Dans une démarche qui pourrait avoir des répercussions dans toute l’Europe, l’Espagne renforce son emprise sur la surveillance des cryptomonnaies et saisit les actifs numériques pour couvrir ses dettes fiscales. Le ministère des Finances, dirigé par María Jesús Montero, est à la tête de réformes législatives visant à accorder à l’administration fiscale espagnole des pouvoirs accrus pour identifier et saisir les avoirs cryptographiques des contribuables ayant des dettes impayées.
Cela fait suite à un décret du 1er février élargissant les entités tenues de déclarer des informations fiscales au Trésor, englobant les banques, les caisses d’épargne et même les institutions de monnaie électronique.
Ces mesures s’inscrivent dans le cadre de l’approche proactive de l’Espagne visant à réglementer le paysage des actifs numériques en prévision du cadre de réglementation des marchés des crypto-actifs (MiCA) de l’Union européenne, dont la mise en œuvre complète est prévue en décembre 2025.
Dispositions clés de la répression
La répression proposée contre les cryptomonnaies en Espagne comprend plusieurs dispositions clés visant à renforcer la capacité du gouvernement à réglementer et à collecter des impôts dans le domaine des actifs numériques.
L’un des aspects majeurs des changements législatifs est l’élargissement des pouvoirs de l’Agence fiscale, en lui accordant le pouvoir d’identifier et de saisir directement les actifs associés aux contribuables ayant des dettes en souffrance.
Par ailleurs, le décret du 1er février élargit le champ des entités tenues de déclarer des données fiscales au Trésor. Cela inclut désormais non seulement les banques, les caisses d’épargne et les coopératives de crédit, mais également les institutions de monnaie électronique. Cette liste élargie fournit potentiellement un cadre plus large pour le suivi des transactions en monnaie numérique.
Les résidents espagnols détenant des actifs cryptographiques sur des plateformes étrangères sont soumis à une déclaration obligatoire auprès des autorités fiscales d’ici fin mars 2024. Initiée le 1er janvier 2024, cette période de déclaration oblige les particuliers et les entreprises à divulguer la valeur de leurs avoirs cryptographiques à l’étranger à compter de 31 décembre 2023.
Total crypto market cap at $1.61 trillion on the daily chart: TradingView.com
Alors que tous les résidents espagnols détenant des avoirs cryptographiques étrangers sont tenus de faire une déclaration, seuls ceux dépassant 50 000 € (environ 54 000 $) sont obligés de les déclarer à l’impôt sur la fortune.
Les personnes détenant leurs cryptomonnaies dans des portefeuilles qu’elles conservent elles-mêmes, en dehors des plateformes d’échange, doivent les déclarer via le formulaire standard d’impôt sur la fortune.

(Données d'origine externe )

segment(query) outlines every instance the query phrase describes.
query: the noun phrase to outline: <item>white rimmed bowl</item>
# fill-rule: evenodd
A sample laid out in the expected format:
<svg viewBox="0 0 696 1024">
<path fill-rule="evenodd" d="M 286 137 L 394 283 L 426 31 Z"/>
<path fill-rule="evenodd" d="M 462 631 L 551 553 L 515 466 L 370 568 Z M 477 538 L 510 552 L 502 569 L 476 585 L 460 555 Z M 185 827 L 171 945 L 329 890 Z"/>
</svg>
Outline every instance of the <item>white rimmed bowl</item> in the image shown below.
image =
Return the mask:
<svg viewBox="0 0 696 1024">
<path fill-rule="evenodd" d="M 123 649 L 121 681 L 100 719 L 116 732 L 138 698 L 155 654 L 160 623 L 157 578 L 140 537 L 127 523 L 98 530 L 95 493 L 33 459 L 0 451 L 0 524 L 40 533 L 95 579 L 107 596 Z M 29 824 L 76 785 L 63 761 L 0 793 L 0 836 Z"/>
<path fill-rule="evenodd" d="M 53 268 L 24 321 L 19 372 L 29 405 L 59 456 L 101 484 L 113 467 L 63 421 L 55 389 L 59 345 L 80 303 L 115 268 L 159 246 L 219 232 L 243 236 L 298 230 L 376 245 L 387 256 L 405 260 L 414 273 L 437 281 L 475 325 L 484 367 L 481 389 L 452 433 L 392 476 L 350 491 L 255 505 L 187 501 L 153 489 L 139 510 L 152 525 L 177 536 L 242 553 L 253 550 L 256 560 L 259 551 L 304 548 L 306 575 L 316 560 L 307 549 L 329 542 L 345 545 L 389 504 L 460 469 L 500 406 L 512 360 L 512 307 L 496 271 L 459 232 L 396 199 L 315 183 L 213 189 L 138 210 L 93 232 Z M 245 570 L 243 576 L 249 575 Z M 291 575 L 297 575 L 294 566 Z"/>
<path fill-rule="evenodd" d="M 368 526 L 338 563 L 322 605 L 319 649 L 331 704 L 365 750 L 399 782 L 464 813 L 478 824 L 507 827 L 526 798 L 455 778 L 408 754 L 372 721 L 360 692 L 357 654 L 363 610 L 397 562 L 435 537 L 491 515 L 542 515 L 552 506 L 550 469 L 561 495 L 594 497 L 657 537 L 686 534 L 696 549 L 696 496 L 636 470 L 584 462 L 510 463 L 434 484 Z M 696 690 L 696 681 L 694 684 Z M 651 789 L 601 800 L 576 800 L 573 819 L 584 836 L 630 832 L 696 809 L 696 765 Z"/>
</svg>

Ces mesures visent collectivement à établir un cadre réglementaire plus solide pour les transactions et les détentions de cryptomonnaies en Espagne.
L’Espagne à l’avant-garde de la réglementation cryptographique
La position proactive de l’Espagne en matière de réglementation de la cryptographie positionne le pays comme un leader au sein de l’Union européenne. Le pays met notamment en œuvre son propre cadre réglementaire en matière de cryptographie avant l’entrée en vigueur du cadre MiCA à l’échelle de l’UE fin 2025. Cette approche préventive souligne l’engagement de l’Espagne à établir des réglementations claires dans l’espace cryptographique.
En outre, les autorités fiscales espagnoles ont émis plus de 325 000 avertissements en 2023 aux résidents qui n’ont pas déclaré leurs avoirs cryptographiques, ce qui représente une augmentation significative par rapport aux 150 000 avertissements émis en 2022. Cela met en évidence l’attention croissante du gouvernement à garantir la conformité dans le paysage fiscal des cryptomonnaies.
Défis et considérations
Même si les efforts de l’Espagne pour réglementer et taxer les crypto-monnaies sont remarquables, certains défis potentiels demeurent. La mise en œuvre rapide de ces changements pourrait poser des obstacles réglementaires, nécessitant un calibrage minutieux pour garantir l’efficacité et minimiser les conséquences imprévues.
De plus, suivre et saisir avec précision les actifs cryptographiques auto-détenus, détenus en dehors des plateformes d’échange, pourrait s’avérer difficile en raison de l’anonymat inhérent associé à ces portefeuilles.
Implications mondiales
La décision de l’Espagne pourrait servir de précédent pour d’autres pays cherchant à établir des cadres de surveillance et de taxation des crypto-monnaies. Alors que le marché mondial de la cryptographie continue d’évoluer, l’approche proactive de l’Espagne offre des informations précieuses aux décideurs politiques du monde entier confrontés aux complexités de la réglementation de cette classe d’actifs dynamique.